Elise Windsor: I like the idea of photography being an illusion in itself. When [photography] first came to be, it was a mystery to everyone: “How is it even possible that that’s a real person? But they’re on a piece of paper! I don’t understand.” So the whole idea of photography’s beginnings I think really attracted me to illusions.

LW: What do you shoot with?
EW: I have a Hasselblad. The image is backwards so when you look down into it, left is right and right is left. So that took a long time to get used to. And there are no batteries! It’s all just mechanics that are wound by your hand and you press the button, things click and it pops! Every time I take a photo I’m just like, “This is why I take photos: for this sound, only this sound.”

LW: Walk us through your process.
EW: With me it’s all about in-camera versus digital manipulation. So all of the shots with mirrors I didn’t have to Photoshop the camera out. That’s just how I set it up and that’s how it’s meant to be viewed. Before I used to be super rigid, like I thought “Okay, I need to read this kind of paper, I need to go to the library, I need to do all these things”. But then I realized that it’s good to sort of work organically as well. Sometimes my intention doesn’t come through but I’ll still get a photo that I really love. I always have some sort of idea so that everything I do is constructed.

But sometimes I’ll put the mirror in the space and I’ll just kind of go to town.
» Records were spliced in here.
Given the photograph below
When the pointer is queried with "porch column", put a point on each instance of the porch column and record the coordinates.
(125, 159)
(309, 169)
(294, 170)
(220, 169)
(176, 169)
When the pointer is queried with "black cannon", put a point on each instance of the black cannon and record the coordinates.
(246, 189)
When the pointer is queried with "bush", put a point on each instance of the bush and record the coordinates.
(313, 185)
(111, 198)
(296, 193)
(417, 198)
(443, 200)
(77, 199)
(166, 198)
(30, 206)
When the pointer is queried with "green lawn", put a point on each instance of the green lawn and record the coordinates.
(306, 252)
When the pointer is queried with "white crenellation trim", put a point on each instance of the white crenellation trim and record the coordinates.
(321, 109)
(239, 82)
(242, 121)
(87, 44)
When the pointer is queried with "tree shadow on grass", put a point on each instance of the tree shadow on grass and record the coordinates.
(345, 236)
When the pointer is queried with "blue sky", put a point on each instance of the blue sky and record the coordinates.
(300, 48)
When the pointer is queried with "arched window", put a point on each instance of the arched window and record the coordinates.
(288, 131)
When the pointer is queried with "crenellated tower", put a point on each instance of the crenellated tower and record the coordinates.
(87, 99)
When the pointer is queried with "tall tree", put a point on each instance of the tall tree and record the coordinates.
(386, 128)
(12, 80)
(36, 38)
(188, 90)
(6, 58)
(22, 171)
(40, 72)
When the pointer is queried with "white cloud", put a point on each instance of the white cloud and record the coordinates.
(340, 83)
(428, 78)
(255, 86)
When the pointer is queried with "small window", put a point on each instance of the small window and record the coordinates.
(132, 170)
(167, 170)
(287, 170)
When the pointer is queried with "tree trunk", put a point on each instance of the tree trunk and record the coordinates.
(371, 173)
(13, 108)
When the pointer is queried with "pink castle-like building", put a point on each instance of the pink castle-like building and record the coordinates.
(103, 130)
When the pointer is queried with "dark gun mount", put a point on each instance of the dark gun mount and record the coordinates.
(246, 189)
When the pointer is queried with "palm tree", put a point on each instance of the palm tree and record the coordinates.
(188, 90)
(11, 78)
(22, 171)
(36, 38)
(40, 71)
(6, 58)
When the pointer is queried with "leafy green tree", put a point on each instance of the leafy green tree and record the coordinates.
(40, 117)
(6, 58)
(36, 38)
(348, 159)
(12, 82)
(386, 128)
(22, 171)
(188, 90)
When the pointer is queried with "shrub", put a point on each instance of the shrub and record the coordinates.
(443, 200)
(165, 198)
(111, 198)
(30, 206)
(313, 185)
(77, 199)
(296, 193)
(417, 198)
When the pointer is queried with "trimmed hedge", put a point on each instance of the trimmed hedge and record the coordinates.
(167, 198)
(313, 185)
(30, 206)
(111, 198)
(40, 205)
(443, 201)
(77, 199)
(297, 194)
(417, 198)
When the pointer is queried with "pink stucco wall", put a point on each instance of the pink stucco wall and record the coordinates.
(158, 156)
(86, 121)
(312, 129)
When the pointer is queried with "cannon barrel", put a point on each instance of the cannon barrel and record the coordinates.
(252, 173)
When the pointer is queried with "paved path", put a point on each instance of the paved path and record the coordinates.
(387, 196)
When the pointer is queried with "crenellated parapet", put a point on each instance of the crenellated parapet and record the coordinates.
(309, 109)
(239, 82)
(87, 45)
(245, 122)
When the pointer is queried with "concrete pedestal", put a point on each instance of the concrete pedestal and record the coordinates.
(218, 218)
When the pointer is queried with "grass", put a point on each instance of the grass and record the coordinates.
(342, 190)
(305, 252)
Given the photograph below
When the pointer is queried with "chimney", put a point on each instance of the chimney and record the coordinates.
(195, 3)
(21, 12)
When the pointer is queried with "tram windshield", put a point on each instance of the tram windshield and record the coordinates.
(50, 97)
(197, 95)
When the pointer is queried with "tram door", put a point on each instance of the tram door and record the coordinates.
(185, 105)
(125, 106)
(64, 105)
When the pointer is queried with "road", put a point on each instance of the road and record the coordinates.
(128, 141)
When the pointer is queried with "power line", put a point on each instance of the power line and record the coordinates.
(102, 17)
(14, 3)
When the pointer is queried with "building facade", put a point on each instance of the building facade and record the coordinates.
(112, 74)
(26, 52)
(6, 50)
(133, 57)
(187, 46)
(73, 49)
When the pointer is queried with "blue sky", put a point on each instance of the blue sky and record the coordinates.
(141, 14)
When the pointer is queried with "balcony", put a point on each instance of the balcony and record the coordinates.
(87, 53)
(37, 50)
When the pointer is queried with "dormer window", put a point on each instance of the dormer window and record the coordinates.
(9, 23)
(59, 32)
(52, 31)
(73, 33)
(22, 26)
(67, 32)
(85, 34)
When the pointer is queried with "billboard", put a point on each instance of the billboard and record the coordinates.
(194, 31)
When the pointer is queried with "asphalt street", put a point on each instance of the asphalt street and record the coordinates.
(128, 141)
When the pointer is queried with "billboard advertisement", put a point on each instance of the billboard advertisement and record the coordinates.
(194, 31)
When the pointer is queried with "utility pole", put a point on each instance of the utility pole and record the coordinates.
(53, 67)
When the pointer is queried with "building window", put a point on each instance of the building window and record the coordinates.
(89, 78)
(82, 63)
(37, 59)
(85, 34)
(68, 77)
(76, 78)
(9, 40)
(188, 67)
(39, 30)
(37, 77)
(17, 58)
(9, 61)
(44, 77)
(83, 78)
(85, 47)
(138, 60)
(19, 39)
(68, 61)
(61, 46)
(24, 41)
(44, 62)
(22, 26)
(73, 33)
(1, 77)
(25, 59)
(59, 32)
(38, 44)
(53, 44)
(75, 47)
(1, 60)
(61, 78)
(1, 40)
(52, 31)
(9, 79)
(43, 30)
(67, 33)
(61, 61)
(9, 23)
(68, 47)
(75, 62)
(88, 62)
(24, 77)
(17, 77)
LW: Of Other Spaces came out of your residency in Syracuse. What are your thoughts on being in a constant state of flux to stay creative?
EW: I think honestly that is the only way I’ve been able to work so far. I mean, specifically with Of other spaces, I was placed in a space that I didn’t know. So you sort of have to dive in and go with it. And I feel like that’s sort of where I become the most comfortable when making artwork: when I’m the most uncomfortable!

LW: In trompe l’oeil;petite maison it says you “Hope to shift the viewer’s perception by introducing another dimension into the picture plane.” Why do you think this shift is important?
EW: It’s to speak about photography’s very beginnings. To understand where it all comes from. People say, “Well, anyone can be a photographer,” and I say, “No, not everyone can.”

It takes so much more to prove that you can be an artist. That you have to push photography to be a skill and into people’s faces and almost be like, “This is what I’ve done! Look how cool it is! It can be art too!”